In the preface of her fifteen-thousand-couplet poetry collection, the Īnjūʾīd princess, Jahān-Malik Khātūn (d. about 1393) excused herself for writing poetry. This blog juxtaposes her act of writing with the mediaeval Iranian-Muslim gender norms, and introduces her as a pioneer of women’s transgression in Persian classical literature.
This brief blog concerns an Īnjūʾīd princess, Jahān-Malik Khātūn (d. about 1393), as a mediaeval forebearer of Persian women who have transgressed Iranian-Muslim gender norms. The quote below, from the preface Jahān-Malik Khātūn wrote to her poetry collection, is the most appropriate way to explain the gender norms which she transgressed:
… but since Persian women are extremely rare in this craft, I , too, imagined pursuing poetry as a defect, and avoided it at all costs. But through following succession, it became clear that elite Persian and Arab women have been famous poets. (Dīvān 2020, 3)
In these lines, a few key elements stand out: Writing poetry for women was considered a ‘defect’, and few Persian women had ventured into this arena. We further read that she avoided the craft of poetry ‘at all cost’, and we know that she was a royal woman. This probably indicates that the ‘defect’ she is referring to implies disgrace to her social status. The last sentence that she uses to excuse herself for writing corroborates the implication of losing dignity, since she refers to ‘elite’ women who were famous poets. What does Jahān-Malik Khātūn mean by writing this, and excusing herself for writing? Why does she need to start her Dīvān with these words? Farzaneh Milani’s argument about the problem of women and authorship in the Persian literary tradition can explain the issues here.
Ideal women in the traditional Persian culture were those who complied with ‘silence and immobility’. As Milani asserts, the root of such a construct was the association of women’s bodies and gender with shame.
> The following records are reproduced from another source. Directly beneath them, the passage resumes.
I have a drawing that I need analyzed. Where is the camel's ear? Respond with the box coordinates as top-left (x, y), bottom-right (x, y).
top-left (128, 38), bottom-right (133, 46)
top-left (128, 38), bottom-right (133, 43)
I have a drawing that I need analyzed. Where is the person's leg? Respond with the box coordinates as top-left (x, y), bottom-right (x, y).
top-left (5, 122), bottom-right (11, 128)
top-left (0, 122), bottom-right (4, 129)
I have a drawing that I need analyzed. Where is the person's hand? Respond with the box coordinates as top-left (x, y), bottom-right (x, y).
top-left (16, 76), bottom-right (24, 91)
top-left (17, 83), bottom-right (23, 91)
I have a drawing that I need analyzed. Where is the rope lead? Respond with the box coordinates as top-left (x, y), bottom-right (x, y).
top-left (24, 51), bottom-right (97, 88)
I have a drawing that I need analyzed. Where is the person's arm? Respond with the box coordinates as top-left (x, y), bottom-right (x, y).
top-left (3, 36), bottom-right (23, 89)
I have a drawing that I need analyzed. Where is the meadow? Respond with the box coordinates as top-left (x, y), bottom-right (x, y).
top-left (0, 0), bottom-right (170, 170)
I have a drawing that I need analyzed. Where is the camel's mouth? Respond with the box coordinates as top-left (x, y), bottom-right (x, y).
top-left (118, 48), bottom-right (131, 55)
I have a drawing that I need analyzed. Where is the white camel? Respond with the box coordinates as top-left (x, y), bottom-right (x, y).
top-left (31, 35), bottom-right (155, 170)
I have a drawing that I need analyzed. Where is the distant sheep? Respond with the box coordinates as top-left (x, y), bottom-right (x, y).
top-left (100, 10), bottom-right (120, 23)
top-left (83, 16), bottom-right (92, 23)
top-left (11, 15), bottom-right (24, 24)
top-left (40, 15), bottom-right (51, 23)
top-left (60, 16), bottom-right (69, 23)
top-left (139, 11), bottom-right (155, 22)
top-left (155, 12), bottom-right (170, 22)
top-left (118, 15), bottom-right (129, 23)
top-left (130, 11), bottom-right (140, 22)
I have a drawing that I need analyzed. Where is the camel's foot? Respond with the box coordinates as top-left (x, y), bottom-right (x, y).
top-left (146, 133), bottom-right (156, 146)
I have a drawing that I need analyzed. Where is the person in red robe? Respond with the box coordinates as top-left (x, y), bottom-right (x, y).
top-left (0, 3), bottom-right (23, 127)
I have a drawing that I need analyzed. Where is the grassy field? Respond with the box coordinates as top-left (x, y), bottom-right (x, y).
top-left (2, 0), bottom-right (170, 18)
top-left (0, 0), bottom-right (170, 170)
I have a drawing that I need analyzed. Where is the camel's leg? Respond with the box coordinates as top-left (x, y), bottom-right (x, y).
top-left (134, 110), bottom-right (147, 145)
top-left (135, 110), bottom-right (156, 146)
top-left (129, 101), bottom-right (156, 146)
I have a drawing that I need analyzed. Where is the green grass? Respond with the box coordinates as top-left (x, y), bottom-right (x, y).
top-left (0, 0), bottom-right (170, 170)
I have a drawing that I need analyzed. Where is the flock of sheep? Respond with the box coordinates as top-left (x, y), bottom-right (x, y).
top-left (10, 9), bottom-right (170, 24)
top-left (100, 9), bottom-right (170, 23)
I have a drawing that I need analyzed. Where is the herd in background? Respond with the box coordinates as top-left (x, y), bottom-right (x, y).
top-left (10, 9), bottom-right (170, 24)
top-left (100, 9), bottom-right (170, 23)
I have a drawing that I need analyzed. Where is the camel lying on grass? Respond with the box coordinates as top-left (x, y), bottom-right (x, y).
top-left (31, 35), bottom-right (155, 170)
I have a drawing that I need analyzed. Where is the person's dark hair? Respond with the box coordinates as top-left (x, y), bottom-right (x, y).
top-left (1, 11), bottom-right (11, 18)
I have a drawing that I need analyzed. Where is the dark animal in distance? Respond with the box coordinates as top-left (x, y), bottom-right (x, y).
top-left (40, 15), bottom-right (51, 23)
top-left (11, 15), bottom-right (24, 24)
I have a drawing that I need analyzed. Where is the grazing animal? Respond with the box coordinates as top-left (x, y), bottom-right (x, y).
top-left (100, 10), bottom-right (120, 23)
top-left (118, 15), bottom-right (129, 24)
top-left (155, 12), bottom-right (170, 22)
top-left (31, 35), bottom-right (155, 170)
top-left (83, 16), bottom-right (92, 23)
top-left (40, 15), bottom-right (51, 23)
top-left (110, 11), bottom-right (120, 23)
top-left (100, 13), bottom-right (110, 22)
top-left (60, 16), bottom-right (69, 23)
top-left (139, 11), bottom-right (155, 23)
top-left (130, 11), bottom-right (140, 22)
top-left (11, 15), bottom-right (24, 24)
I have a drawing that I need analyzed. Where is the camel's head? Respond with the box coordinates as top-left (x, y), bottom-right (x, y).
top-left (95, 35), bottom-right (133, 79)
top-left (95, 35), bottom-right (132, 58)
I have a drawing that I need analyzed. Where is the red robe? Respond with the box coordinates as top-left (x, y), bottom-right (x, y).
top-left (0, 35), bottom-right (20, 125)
This gender norm was expanded to include women’s voices. For women, having a voice was as shameful as revealing their bodies. (Milani 1992, 48, 53, 118). With her poetry, however, this mediaeval Persian princess, tells us she is challenging these limiting norms, although she will face discrimination. We see one such example in the following short poem:
Men ask for an explanation about her/his conditions
If someone is imprisoned in the chain of fate
This is me that if someone accidentally says my name
S/he will ask for forgiveness out of fear a thousand times
Jahān-Malik Khātūn probably wrote this poem in the aftermath of one of the major incidents in her life, the assassination of her father in 1343. Her uncle avenged this assassination and became the ruler of Shiraz. In the power struggles that followed, her uncle was overthrown, and all male members of her family were killed in 1353. She was imprisoned for a while and after being released, she was exiled (Davis 2020, 49). Jahān-Malik Khātūn’s poems are not dated, but the content of this short poem probably refers to her imprisonment. If we consider the hegemony of the Iranian-Muslim gender norms in the context, we may see her gender as the reason for composing these lines, to express the otherness that she experienced in addition to being excluded as a prisoner.
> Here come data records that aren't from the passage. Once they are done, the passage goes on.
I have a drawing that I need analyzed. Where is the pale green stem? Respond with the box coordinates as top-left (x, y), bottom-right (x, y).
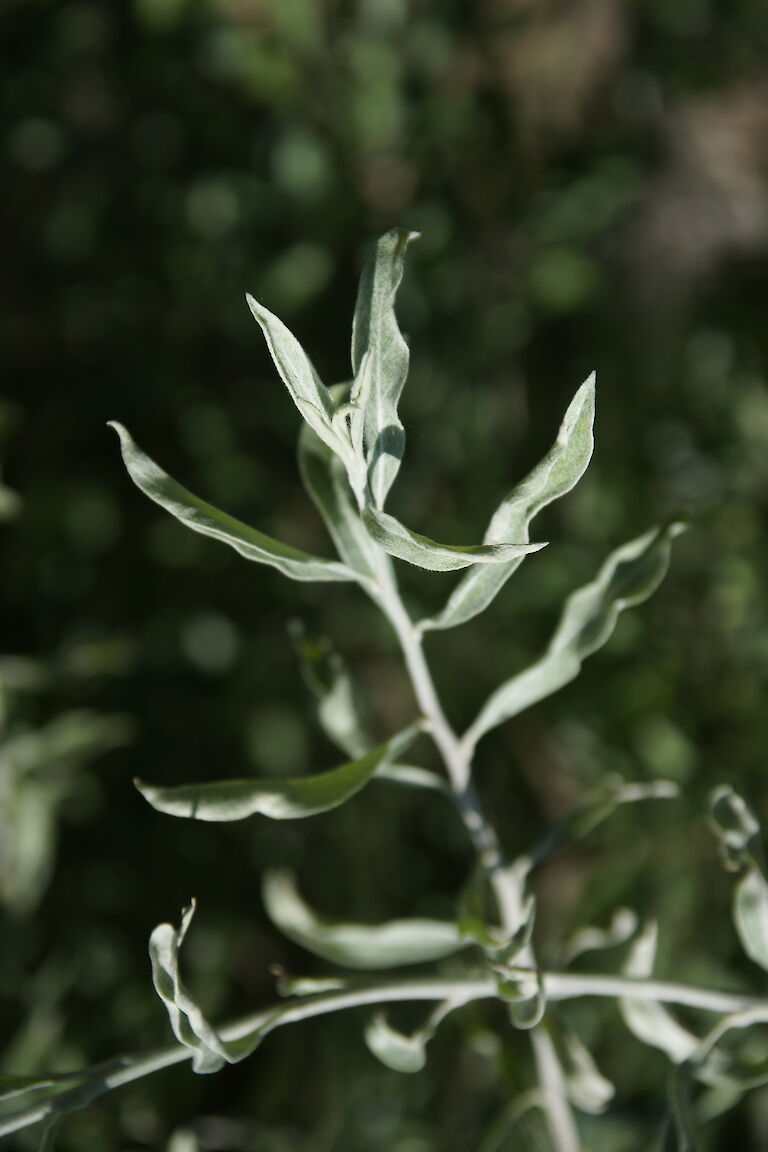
top-left (3, 971), bottom-right (761, 1140)
top-left (367, 547), bottom-right (581, 1152)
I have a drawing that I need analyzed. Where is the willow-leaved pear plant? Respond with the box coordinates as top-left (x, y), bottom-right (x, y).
top-left (5, 230), bottom-right (768, 1152)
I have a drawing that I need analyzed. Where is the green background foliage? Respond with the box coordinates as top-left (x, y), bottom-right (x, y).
top-left (3, 0), bottom-right (768, 1147)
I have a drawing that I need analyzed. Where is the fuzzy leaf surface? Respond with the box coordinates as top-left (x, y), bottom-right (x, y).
top-left (111, 423), bottom-right (355, 583)
top-left (421, 374), bottom-right (595, 632)
top-left (150, 901), bottom-right (266, 1073)
top-left (351, 229), bottom-right (417, 507)
top-left (363, 506), bottom-right (546, 573)
top-left (466, 522), bottom-right (682, 745)
top-left (263, 870), bottom-right (466, 968)
top-left (136, 725), bottom-right (419, 822)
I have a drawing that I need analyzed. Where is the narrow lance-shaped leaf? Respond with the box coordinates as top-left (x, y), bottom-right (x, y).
top-left (110, 423), bottom-right (356, 584)
top-left (561, 907), bottom-right (638, 966)
top-left (262, 870), bottom-right (467, 969)
top-left (351, 228), bottom-right (418, 508)
top-left (465, 522), bottom-right (683, 747)
top-left (709, 787), bottom-right (768, 973)
top-left (297, 393), bottom-right (381, 588)
top-left (364, 1000), bottom-right (458, 1074)
top-left (619, 922), bottom-right (699, 1064)
top-left (136, 724), bottom-right (420, 822)
top-left (246, 296), bottom-right (352, 468)
top-left (421, 374), bottom-right (596, 633)
top-left (150, 901), bottom-right (268, 1074)
top-left (363, 505), bottom-right (547, 573)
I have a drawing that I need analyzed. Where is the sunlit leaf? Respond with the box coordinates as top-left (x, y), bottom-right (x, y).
top-left (149, 901), bottom-right (266, 1074)
top-left (351, 228), bottom-right (418, 508)
top-left (262, 869), bottom-right (467, 969)
top-left (110, 423), bottom-right (356, 583)
top-left (421, 374), bottom-right (595, 632)
top-left (619, 923), bottom-right (699, 1064)
top-left (466, 522), bottom-right (683, 745)
top-left (363, 506), bottom-right (546, 573)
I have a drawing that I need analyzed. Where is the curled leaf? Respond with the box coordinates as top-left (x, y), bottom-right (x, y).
top-left (149, 901), bottom-right (266, 1073)
top-left (710, 787), bottom-right (768, 973)
top-left (137, 725), bottom-right (420, 823)
top-left (263, 870), bottom-right (466, 969)
top-left (110, 423), bottom-right (355, 584)
top-left (363, 506), bottom-right (546, 573)
top-left (364, 1000), bottom-right (457, 1073)
top-left (619, 923), bottom-right (699, 1064)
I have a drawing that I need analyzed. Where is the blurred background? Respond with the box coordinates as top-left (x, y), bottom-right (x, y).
top-left (3, 0), bottom-right (768, 1148)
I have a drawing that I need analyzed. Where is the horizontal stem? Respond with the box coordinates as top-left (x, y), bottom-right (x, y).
top-left (2, 969), bottom-right (764, 1139)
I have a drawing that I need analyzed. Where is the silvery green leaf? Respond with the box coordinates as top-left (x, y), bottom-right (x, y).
top-left (298, 395), bottom-right (381, 587)
top-left (421, 374), bottom-right (595, 633)
top-left (245, 296), bottom-right (348, 461)
top-left (150, 901), bottom-right (266, 1073)
top-left (531, 776), bottom-right (678, 867)
top-left (262, 869), bottom-right (466, 968)
top-left (110, 423), bottom-right (356, 584)
top-left (466, 522), bottom-right (683, 746)
top-left (351, 228), bottom-right (418, 508)
top-left (364, 1000), bottom-right (456, 1074)
top-left (561, 1029), bottom-right (615, 1114)
top-left (136, 724), bottom-right (420, 823)
top-left (363, 506), bottom-right (546, 573)
top-left (709, 787), bottom-right (768, 972)
top-left (39, 1116), bottom-right (62, 1151)
top-left (619, 922), bottom-right (699, 1064)
top-left (290, 622), bottom-right (370, 758)
top-left (561, 907), bottom-right (638, 966)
The Dīvān (“collection of poetry”) of this Īnjū’īd princess is the largest known volume of poetry composed by a woman to have survived to date (Brookshaw). She wrote about her personal life as a woman, and a mother. We can interpret several of her poems as accounts of her unhappy married life. She also wrote twenty-three elegies in which she lamented the loss of her young daughter (Davis 2020, 24). If we read the quote by Jahān-Malik Khātūn one more time, we can see the reason why she felt a need to justify her writing. Transgressing the patriarchal norms of her time, she used her voice to engage with a reading audience concerning many aspects of her life, although for a woman to take a public voice meant losing her dignity.
 My translation of the poem is literal to remain as close as possible to the original text. The literary translation of this poem by Davis is as follows:
When someone is imprisoned for a while
Men ask about his fate, and want to know his crimes
If someone accidentally says my name
Fear makes him beg to be excused, a thousand times
(Davis 2020, 58)
Brookshaw, Dominic Parviz, in Encyclopædia Iranica, s.v. Jahān-Malik Khatūn.
Davis, Dick. The Mirror of My Heart: A Thousand Years of Persian Poetry by Women. Translated and introduced by Dick Davis, 1st edition. Washington D. C.: Mage Publishers, 2019.
Jahān-Malik Khātūn. Dīvān, edited by Pūrāndukht Kāshānī-rād and Kāmil Aḥmad-nizhād. First publ. 1374/1994-1995, Tehran: Intishārāt-i zavvār, 2nd repr., 1399/2019-2020.
Milani, Farzaneh. Veils and Words: The Emerging Voices of Iranian Women. New York, Syracuse University Press: 1992.